MDR bacteria were isolated in 18 (16%) samples (17 of which were GNB)
The most commonly detected pathogens with multidrug resistance among the patients included in our study were Klebsiella and Acinetobacter that exhibited multidrug resistance in 11 and 4 samples constituting 61.1% and 22.2% of the whole detected MDR pathogens respectively.
The study revealed that T-cell lymphoblastic lymphoma with p-value = 0.025 and OR 95% CI of 178.639 (1.914 – 16674.106), albumin level ≤ 3.4 with p-value = 0.025 and OR (95% CI) of 9.779 (1.327 – 72.076),; Klebsiella with p-value <0.001 and OR (95% CI) of 32.719 (4.865 – 220.067) and lastly Acinetobacter are associated with MDR infection.
Although being reported by other studies, some variables like ICU admission, prolonged hospital stay, absolute neutrophil count were not associated with MDR in our study.

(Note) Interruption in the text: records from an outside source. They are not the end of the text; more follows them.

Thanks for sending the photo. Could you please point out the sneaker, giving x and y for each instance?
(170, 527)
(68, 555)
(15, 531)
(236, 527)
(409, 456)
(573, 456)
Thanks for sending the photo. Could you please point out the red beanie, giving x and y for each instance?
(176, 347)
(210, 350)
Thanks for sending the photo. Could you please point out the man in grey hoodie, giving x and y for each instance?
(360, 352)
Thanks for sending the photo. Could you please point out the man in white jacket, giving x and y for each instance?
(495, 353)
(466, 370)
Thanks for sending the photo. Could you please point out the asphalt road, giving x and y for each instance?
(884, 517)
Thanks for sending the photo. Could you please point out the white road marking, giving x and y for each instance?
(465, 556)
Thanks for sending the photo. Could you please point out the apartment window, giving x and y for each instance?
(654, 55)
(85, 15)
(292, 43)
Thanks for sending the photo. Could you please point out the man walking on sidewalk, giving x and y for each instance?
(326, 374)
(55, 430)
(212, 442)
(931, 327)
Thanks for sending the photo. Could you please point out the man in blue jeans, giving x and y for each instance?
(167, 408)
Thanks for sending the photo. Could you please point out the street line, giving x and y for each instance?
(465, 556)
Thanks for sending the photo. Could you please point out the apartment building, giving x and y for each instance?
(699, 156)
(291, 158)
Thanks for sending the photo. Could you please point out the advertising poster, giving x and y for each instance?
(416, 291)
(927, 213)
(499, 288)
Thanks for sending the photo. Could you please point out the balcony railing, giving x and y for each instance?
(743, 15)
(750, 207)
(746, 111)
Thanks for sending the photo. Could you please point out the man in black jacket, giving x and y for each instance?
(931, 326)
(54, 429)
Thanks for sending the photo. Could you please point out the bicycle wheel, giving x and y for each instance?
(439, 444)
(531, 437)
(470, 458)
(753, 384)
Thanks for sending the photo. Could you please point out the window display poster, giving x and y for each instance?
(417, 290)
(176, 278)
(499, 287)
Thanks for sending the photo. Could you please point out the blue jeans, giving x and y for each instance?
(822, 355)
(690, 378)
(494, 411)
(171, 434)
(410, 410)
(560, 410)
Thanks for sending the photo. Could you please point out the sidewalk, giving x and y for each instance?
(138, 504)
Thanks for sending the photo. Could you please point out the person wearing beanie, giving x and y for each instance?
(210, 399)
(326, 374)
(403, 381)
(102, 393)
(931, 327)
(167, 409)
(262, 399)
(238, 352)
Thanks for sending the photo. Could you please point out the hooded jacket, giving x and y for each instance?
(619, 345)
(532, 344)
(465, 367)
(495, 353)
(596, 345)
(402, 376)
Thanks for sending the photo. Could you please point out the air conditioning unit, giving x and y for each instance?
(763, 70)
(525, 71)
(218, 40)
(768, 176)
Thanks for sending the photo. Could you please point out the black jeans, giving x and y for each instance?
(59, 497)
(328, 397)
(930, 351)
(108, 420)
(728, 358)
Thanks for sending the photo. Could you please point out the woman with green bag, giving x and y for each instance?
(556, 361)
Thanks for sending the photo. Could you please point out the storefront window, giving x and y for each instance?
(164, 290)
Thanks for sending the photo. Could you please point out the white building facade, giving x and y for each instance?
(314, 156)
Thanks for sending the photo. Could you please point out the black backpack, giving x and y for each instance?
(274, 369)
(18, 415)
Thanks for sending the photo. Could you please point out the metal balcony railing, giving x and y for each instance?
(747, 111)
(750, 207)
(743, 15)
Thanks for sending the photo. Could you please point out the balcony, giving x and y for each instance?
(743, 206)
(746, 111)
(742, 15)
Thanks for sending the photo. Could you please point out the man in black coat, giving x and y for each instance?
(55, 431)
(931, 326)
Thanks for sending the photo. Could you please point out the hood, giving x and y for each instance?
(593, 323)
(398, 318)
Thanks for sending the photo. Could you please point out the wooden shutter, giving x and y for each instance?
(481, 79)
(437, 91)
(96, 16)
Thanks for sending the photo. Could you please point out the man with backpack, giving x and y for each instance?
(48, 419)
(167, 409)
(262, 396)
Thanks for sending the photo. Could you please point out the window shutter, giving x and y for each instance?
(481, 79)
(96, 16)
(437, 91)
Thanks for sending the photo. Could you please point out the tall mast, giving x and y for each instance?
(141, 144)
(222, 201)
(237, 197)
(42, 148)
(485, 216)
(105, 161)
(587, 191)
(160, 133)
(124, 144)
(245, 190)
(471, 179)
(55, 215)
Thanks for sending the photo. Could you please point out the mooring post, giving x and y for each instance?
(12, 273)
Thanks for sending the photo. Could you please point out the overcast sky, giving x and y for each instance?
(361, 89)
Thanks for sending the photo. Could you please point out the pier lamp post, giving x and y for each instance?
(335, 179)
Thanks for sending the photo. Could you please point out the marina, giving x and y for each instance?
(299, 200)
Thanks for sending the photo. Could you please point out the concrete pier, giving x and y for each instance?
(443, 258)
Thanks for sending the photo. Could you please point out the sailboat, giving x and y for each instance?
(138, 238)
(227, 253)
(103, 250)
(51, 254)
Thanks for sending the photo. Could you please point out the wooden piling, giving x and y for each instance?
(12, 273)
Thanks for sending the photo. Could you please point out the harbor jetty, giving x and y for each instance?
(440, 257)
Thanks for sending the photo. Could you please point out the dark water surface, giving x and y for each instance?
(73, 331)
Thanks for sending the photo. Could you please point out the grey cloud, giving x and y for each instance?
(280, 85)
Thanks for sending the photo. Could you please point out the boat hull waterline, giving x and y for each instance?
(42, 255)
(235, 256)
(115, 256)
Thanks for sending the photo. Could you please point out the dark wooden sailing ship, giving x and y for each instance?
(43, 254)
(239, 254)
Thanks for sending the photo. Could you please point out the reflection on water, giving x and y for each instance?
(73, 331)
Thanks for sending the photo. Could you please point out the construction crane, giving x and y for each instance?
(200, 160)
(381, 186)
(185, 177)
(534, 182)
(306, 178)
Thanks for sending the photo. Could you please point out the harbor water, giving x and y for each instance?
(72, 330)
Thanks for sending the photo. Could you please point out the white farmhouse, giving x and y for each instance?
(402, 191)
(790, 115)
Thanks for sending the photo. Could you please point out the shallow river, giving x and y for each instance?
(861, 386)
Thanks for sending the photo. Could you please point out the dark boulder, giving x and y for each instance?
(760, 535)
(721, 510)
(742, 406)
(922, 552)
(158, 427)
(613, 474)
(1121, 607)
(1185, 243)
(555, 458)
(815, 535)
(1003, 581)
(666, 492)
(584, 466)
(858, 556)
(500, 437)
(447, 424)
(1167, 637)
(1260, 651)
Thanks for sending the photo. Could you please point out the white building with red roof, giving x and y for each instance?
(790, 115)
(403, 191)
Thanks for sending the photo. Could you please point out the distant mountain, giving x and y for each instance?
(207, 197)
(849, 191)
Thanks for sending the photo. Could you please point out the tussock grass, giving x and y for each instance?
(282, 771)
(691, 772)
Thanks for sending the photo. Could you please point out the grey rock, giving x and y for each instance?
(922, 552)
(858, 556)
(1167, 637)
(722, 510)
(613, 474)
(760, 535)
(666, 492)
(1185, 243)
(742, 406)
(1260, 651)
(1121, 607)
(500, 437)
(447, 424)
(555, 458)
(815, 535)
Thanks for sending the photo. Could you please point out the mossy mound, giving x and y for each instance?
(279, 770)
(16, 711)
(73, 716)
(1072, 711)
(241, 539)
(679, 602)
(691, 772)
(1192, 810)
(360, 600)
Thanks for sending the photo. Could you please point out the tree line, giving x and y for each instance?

Antibiotic stewardship, availability of safe blood products and proper infection prevention and control are recommended to prevent the spread of MDR infections among our patients.
CONCLUSION
P
ediatric patients with hematological cancer can experience healthcare-associated infection suspected to be associated with MDR-GNB. This reinforces the need for training about the transmission risks and preventive measures for health professionals (e.g., equipment handling techniques). Contact precautions for all patients with colonization or infection with MDR pathogens and an antibiotic protocol based on local epidemiology should be implemented.
RECOMMENDATIONS
1. Antibiotic Stewardship Programs should be implemented in order to help optimize the use of antibiotic therapy, to increase drug safety, and to avoid antibiotic overuse and consequent antimicrobial resistance. Clinicians should be familiar with treatment strategies for resistant pathogens. Because of the lack of novel agents to treat resistant infections, clinicians must use antibiotics judiciously and appropriately to limit further development of resistance.
2. Infection control and prevention through hand hygiene, air quality, barrier isolation (e.g., the use of gowns, gloves, masks, and eye protection, depending on the type of exposure), endogenous flora suppression by prophylactic antibiotics, and the prevention of device-related infections (e.g., central venous catheters and urinary catheters)
3. Ensure the availability of safe blood products through the development of systems, such as hospital transfusion committees and haemo-vigilance.